PSU Oil Firms Absorb Rs 550 Crore Daily Losses to Shield Consumers Amid West Asia Crisis
New Delhi, May 2026 : Public sector oil marketing companies are currently absorbing losses of nearly Rs 550 crore per day on the sale of petrol, diesel and LPG under directions from the Centre, as the government seeks to protect domestic consumers from the sharp rise in global fuel prices triggered by the ongoing West Asia crisis.
In a statement issued on Wednesday, the Ministry of Petroleum and Natural Gas said that the burden-sharing mechanism was introduced to cushion ordinary consumers from the volatility in international energy markets. The ministry clarified that the protection is meant specifically for retail consumers, including households, farmers and two-wheeler users, and not for industrial buyers whose fuel pricing continues to be linked to global market rates.
The ministry observed that some industrial consumers were diverting their fuel purchases from industrial supply channels to retail outlets in order to take advantage of the lower subsidised retail prices. According to the government, such practices unfairly exploit the consumer-oriented cushion and also place unnecessary pressure on retail fuel outlets, creating local shortages where no actual supply problem exists.
The government pointed out that private oil marketing companies have witnessed a sharp decline in diesel sales this month due to the comparatively higher prices fixed by them. Diesel offtake at private retail outlets and bulk customer channels has reportedly dropped by nearly 38 per cent during the current month. This diverted demand, the ministry said, has shifted almost entirely towards public sector oil marketing company outlets.
At the same time, diesel volumes sold by PSU oil companies to bulk consumers have also fallen by approximately 29 per cent, with those consumers increasingly sourcing fuel from retail pumps instead. The ministry warned that such diversion disturbs the intended distribution system and impacts supplies meant for common consumers.

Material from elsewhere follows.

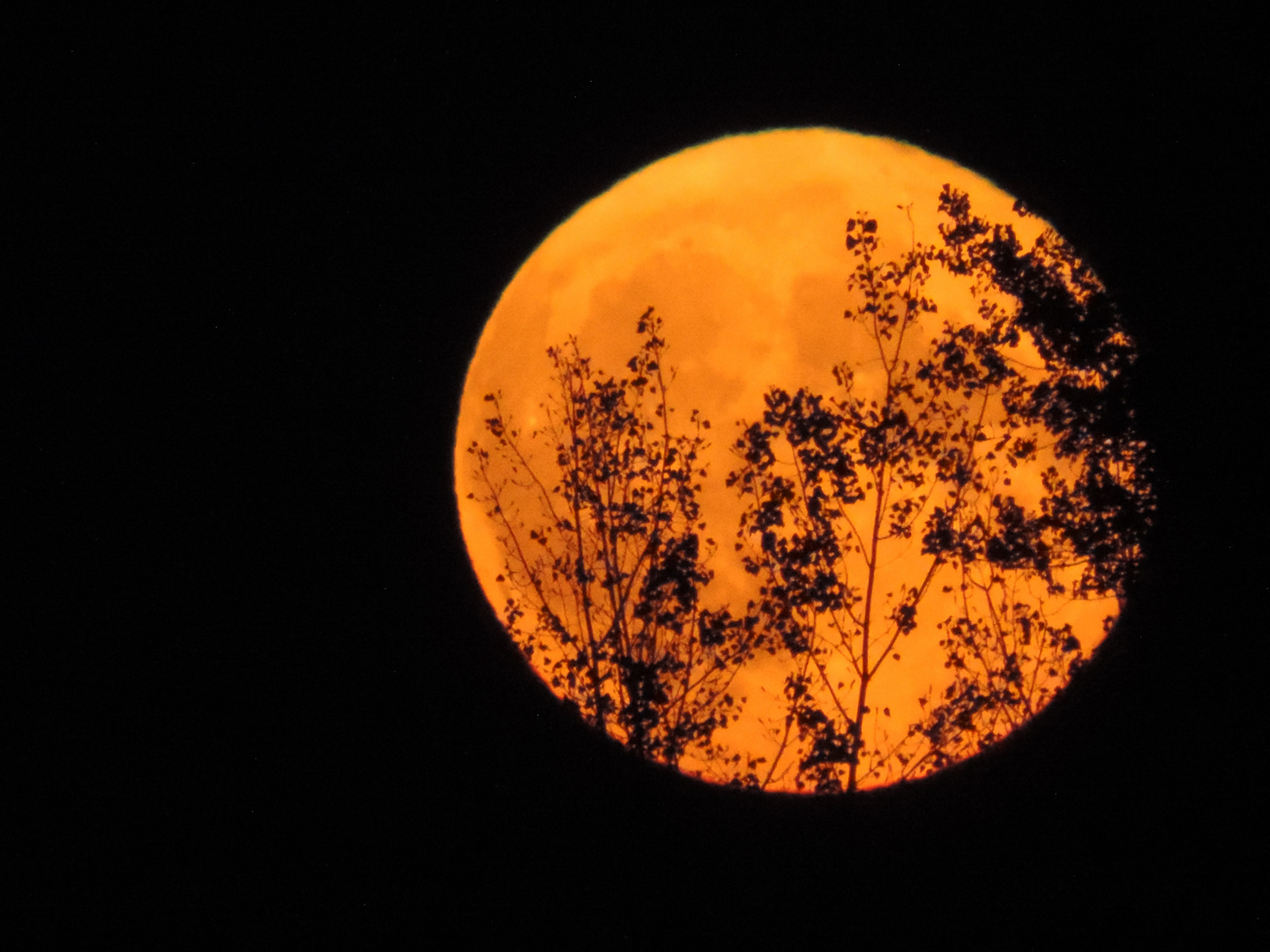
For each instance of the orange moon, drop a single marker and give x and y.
(738, 244)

Taking serious note of the situation, the government has directed industry associations to sensitise their members about the consequences of violating fuel procurement norms. It has also urged states and Union Territories to constitute special enforcement squads and initiate strict action against bulk consumers, hoarders and black marketers found diverting petroleum products meant for retail consumers.
The ministry said that action could be taken under the provisions of the Essential Commodities Act and related control orders against unauthorised stocking, diversion and black marketing of fuel products.
Reassuring citizens over fuel availability, the ministry emphasised that India has more than adequate petrol and diesel supplies to meet both retail and industrial demand. It highlighted that India is currently the world’s fourth-largest refiner, with an installed refining capacity of 258.1 million tonnes per annum spread across 22 operational refineries.
During the financial year 2025-26, India’s domestic petroleum consumption stood at 243.2 million tonnes, while petroleum product exports reached 61.5 million tonnes, reinforcing the country’s position as one of the world’s largest exporters of refined fuel products.
“There is no supply issue of any kind,” the ministry asserted.
The government further said that India’s strong refining capacity, coordinated functioning of public sector oil companies and close cooperation between the Centre, states and industry stakeholders form the backbone of the country’s energy security strategy during the ongoing geopolitical crisis.
The ministry also appealed to citizens to rely only on official communication and avoid rumours or misinformation regarding fuel availability, stating that the present challenge relates to pricing arbitrage rather than any actual shortage of petroleum products.